Si ustedes piensan que estaba disfrutando las compras están totalmente equivocados, mi mente solo se mantenía procesando el dicho evento que acababa de vivir recientemente con mi duende alto.

-Este año sin duda la plaza se saca un 10 con toda su hermosa y llamativa decoración ¿no lo creen? - mi papá estaba demasiado emocionado al respecto y en muchas ocasiones habría que seguirle la corriente y no hacerlo sentir mal, pero esta vez no iba a ser necesario eso porque estaba en total acuerdo con él, así que sonriendo efusivamente le di un asentamiento de cabeza positivo logrando que él sonriera más de ser posible y mi papi juntara sus dos manos abrazándonos a los dos por los hombros.

-Vaya, si parece que el Grinch fue tocado por los cantos celestiales de la navidad- Hiram de nuevo con sus comentarios me regalaba una sonrisa sarcástica la cual le correspondí de inmediato con una sacada de lengua mientras me le ponía enfrente cortando su caminata y lo señalaba duramente con el dedo.

-En primer lugar, no son cantos celestiales, se dice villancicos los cuales me han gustado toda mi vida, y en segunda quiero terminar de hacer el recorrido porque tengo algo muy importante que hacer ¿ok? - sin esperar respuestas de su parte me di la vuelta victoriosa y adelante el paso sobre ellos sin detenerme pues solo nos faltaba una tienda más para regresar de nuevo a casa, claro que primero iría a terminar de hacer lo que había comenzado en la plaza.

Al entrar al último establecimiento mi boca se abrió por completo, definitivamente el lugar por dentro era la verdadera magia navideña y eso sin mencionarles el villancico que se escuchaba en ese momento. Voltee de inmediato a ver las caras de mis padres y su sorpresa era la misma que había en mí y aunque realmente no le preste atención al resto de las tiendas esta sin duda se llevaba el puesto número uno en absolutamente en todo. Mientras mis padres hablaban con la señora que se encontraba detrás del mostrador y a la cual no le tome demasiada importancia pues un pequeño dije llamó mi atención y me detuve a admirarlo y sin tocarlo puesto que se encontraba dentro de una caja de cristal.
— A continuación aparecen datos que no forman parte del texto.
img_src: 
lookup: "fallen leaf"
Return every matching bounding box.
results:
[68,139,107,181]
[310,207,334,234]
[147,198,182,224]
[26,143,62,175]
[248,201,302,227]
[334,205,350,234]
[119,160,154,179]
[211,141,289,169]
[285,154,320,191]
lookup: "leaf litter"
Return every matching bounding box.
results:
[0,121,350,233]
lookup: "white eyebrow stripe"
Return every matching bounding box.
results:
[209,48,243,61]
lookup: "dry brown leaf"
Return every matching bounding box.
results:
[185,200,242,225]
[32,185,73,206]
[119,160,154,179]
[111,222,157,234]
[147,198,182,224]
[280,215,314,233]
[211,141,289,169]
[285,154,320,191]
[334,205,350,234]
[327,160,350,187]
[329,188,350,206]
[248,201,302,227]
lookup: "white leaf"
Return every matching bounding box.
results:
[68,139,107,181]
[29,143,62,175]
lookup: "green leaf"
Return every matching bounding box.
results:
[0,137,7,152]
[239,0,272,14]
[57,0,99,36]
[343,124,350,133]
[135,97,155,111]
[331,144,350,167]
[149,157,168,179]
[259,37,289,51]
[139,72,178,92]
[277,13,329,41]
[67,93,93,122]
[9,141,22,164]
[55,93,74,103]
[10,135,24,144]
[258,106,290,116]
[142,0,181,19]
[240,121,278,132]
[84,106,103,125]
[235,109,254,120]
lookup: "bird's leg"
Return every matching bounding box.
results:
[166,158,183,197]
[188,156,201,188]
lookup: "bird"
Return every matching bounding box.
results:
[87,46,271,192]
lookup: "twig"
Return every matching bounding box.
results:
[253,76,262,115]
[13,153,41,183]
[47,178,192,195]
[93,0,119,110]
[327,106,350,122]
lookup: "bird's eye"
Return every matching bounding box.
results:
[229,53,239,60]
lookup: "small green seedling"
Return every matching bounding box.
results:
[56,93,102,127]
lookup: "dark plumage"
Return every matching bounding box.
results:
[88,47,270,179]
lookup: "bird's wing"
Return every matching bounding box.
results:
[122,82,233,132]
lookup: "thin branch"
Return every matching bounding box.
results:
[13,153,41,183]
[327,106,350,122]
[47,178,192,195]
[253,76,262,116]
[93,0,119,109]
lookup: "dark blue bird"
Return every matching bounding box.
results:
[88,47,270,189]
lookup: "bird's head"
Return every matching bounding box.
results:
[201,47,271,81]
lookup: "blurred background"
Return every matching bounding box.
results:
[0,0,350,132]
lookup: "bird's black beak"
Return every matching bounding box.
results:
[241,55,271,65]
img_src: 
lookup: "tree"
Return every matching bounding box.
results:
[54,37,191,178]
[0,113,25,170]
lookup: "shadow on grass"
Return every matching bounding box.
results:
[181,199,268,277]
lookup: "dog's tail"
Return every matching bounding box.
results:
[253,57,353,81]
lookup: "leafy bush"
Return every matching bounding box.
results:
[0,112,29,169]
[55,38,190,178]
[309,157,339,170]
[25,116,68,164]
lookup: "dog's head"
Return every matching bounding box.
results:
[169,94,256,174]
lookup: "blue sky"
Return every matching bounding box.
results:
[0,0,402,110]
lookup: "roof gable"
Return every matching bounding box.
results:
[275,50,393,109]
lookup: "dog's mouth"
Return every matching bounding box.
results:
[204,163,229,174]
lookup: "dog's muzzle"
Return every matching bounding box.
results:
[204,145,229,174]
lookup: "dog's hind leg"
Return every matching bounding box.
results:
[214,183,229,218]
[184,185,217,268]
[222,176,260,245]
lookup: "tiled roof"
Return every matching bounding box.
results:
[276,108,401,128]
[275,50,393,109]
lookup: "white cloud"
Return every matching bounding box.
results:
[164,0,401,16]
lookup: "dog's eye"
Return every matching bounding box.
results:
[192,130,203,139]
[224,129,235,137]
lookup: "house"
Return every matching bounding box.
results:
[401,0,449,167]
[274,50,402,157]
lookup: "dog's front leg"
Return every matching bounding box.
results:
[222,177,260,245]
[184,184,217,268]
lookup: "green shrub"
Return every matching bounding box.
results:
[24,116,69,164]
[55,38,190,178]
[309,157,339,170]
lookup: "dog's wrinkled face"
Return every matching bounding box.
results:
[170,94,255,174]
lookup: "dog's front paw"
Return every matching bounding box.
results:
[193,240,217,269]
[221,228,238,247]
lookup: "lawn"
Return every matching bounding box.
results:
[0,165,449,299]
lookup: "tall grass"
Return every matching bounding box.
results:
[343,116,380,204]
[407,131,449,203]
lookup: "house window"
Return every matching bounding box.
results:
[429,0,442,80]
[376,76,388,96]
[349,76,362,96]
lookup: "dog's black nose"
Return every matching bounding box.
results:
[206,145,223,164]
Era medianamente pequeño de un color turquesa demasiado hermoso y mi favorito, era redondo con una pequeña abertura de cristal que contenía una medio visible frase la cual quería leer bien pero tenía que sacarlo, pero por segunda vez en el día un toque en mi hombro me volvió a sobresaltar y por un momento llegue a pensar que sería mi duende así que de inmediato voltee.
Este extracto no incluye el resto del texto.